We then explored the effects of an altered lactate/MCT1/NDRG3/pERK axis in LX2 or THP1 cells on the malignancy features of HCC cells (Fig. 7a). HLF-192KO/RFP cells were co-cultured with LX2 cells pre-transfected with si-Ctrl, or si-NDRG3, or si-MCT1 (termed LX2si-Ctrl, LX2si-NDRG3, and LX2si-MCT1, respectively). Wound-healing assay under red fluorescence showed that cell migration of HLF-192KO cells was slower in co-culture with LX2si-NDRG3 or LX2si-MCT1 than in co-culture with LX2si-Ctrl (Fig. 7b). Consistent data were observed in HLF-192KO cells co-cultured with THP1 (Fig. 7b). Moreover, spheroid assays of HLF-192KO cells were performed with different conditioned medium. The number of spheroids of HLF-192KO cells was significantly lower under exposure to conditioned medium from co-culture of HLF-192KO with LX2si-NDRG3 or LX2si-MCT1 than from co-culture of HLF-192KO with LX2si-Ctrl (Fig. 7c). CD44+ and CD24+ HLF-192KO populations were also significantly reduced when they were co-cultured with LX2si-NDRG3 or LX2si-MCT1 (Fig. 7d, Supplementary Fig. S8c). As a control, HLF-192KO with overexpressed miR-192-5p did not exhibit much alteration on migration, spheroid formation and CSC populations when co-culturing with different LX2 cells (Fig. 7b-d). In addition, we have also used the second set of siRNAs for NDRG3 and MCT1 and consistent data were obtained (Supplementary Fig. S9). Therefore, in co-culture system, blocking a lactate/ERK pathway in HCC environmental cells suppressed the malignancy and stemness features of HCC cells.

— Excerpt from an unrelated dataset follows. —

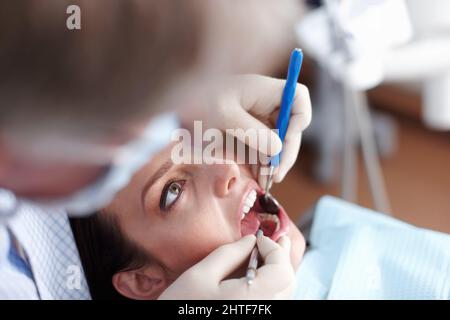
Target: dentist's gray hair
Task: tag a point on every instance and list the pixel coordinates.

In both HCC cohorts, patients were divided into four groups based on miR-192-5p expression in their tumor (HCC192Low and HCC192High, medium cut-off) and levels of NDRG3 and MCT1 in non-tumors (NTHigh_NDRG3 or MCT1 and NT Low_NDRG3 and MCT1, medium cut-offs). There was no expressional difference of NDRG3 or MCT1 in non-tumors between HCC192Low and HCC192High patients (Fig. 7e, Supplementary Fig. S10a). In Cohort 1, patients with HCC192High NTLow_NDRG3 and MCT1 had the best prognosis, as shown by a prolonged time to recurrence and overall survival. In HCC192Low subgroup, patients with NTHigh_NDRG3 or MCT1 had worse prognosis compared to patients with NTLow_NDRG3 or MCT1 (Fig. 7f). Similar but less significant data were obtained from Cohort 2, which might be due to the limited number of patients (n=49) with available non-tumor mRNA reading (Supplementary Fig. S10b). GSEA analysis in HCC192Low patients revealed that several stem cell related gene-sets were enriched in patients with NTHigh_NDRG3 or MCT1 (Supplementary Fig. S10c-d). Together, when HCC cells with miR-192-5p loss surrounded by environmental non-tumors with high MCT1 or NDRG3 expression, they presented a highly malignant feature.